SHL aims to promote the building of reusable models and semantic objects.

  1. A YAML-based Language Specification: The SHL specification is documented and encompasses tabular and multidimensional constructs.
  2. Pre-built Semantic Models: The GitHub repository contains pre-built semantic models that incorporate standard data models, such as TPC-DS, common training models like Worldwide Importers and AdventureWorks, and marketplace models like Snowplow and CRISP. TBD
  3. SHL CLI: Command line interface (CLI) for validating SHL syntax and expressions. This includes a reference CLI for deploying SHL models to a proprietary semantic layer platform.

SHL Example

The following is an example of an SHL model object:

- name: TPC-H Orders Customer-Nation-Region
  definition: Orders fact with snowflake Customer (Nation/Region) dimension

  fact_semantic_table: Orders

  joins:
    - to_semantic_table: Customer Nation Region
      from_column: o_orderkey

SHL Object Hierarchy

SHL Object Documentation

Glossary - Definitions of key terms used throughout SHL documentation.
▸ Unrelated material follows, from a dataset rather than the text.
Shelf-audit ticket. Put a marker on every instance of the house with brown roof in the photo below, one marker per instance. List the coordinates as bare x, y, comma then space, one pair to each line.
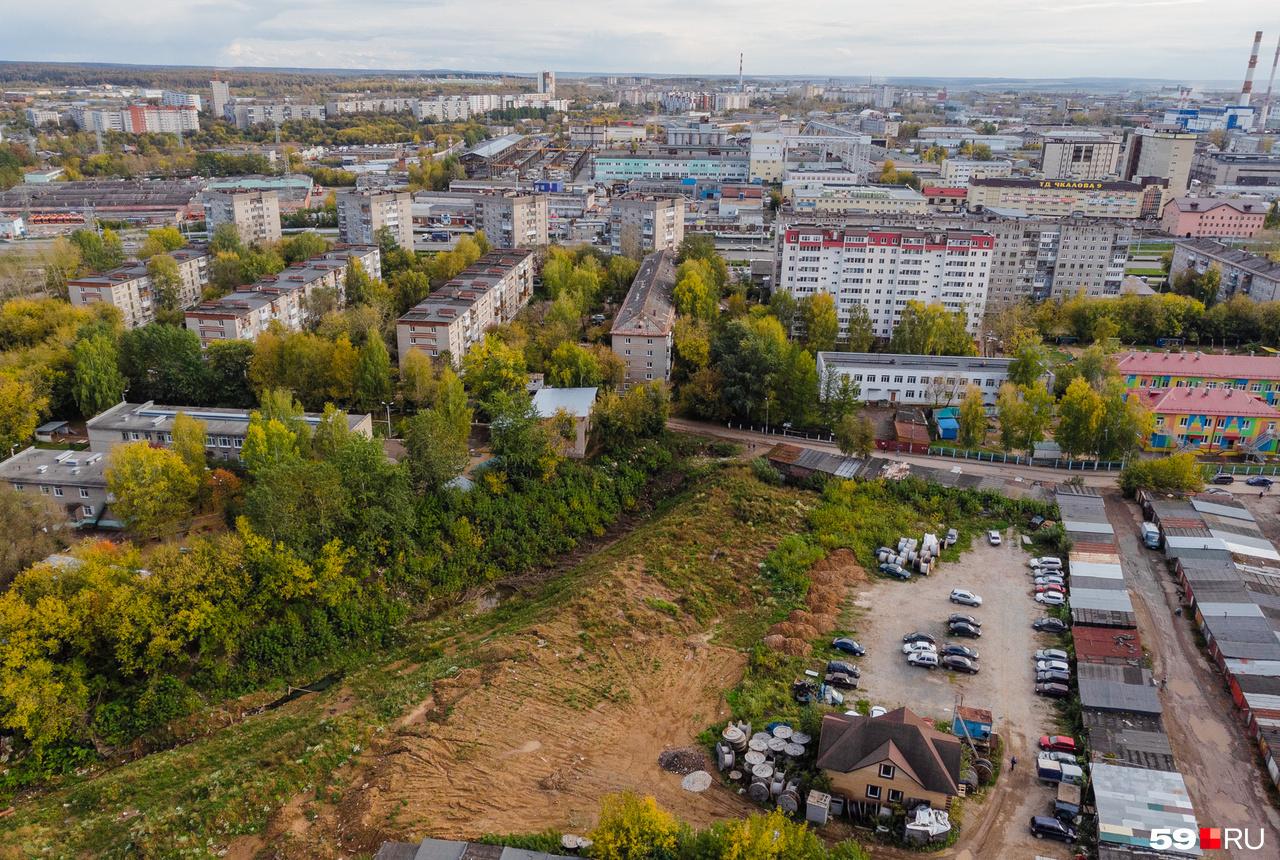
892, 759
The following sections describe the different SHL object types as well as the properties available for each:

  • Catalog - Top-level file directory that hosts model files and optionally defines their common settings.
  • Model - Defines the logical, business-friendly representation on top of the physical data.
  • Semantic Table - user-friendly, business-oriented structure that organizes raw data for analysis by relating quantitative values (measures) to descriptive categories (dimensions)
  • Row Security - Defines row-level data access rules for users and groups.
  • Connection - Defines a database catalog and schema for connecting datasets to the physical data platform.
  • Composite Model - Defines a model made up of multiple other models.

Tutorial Models

  1. Internet Sales Model - a simple, single-factor model derived from the fictitious AdventureWorks retail dataset.
  2. World Wide Importers Model - a more complex, multi-fact model representing a fictional wholesale and distribution company.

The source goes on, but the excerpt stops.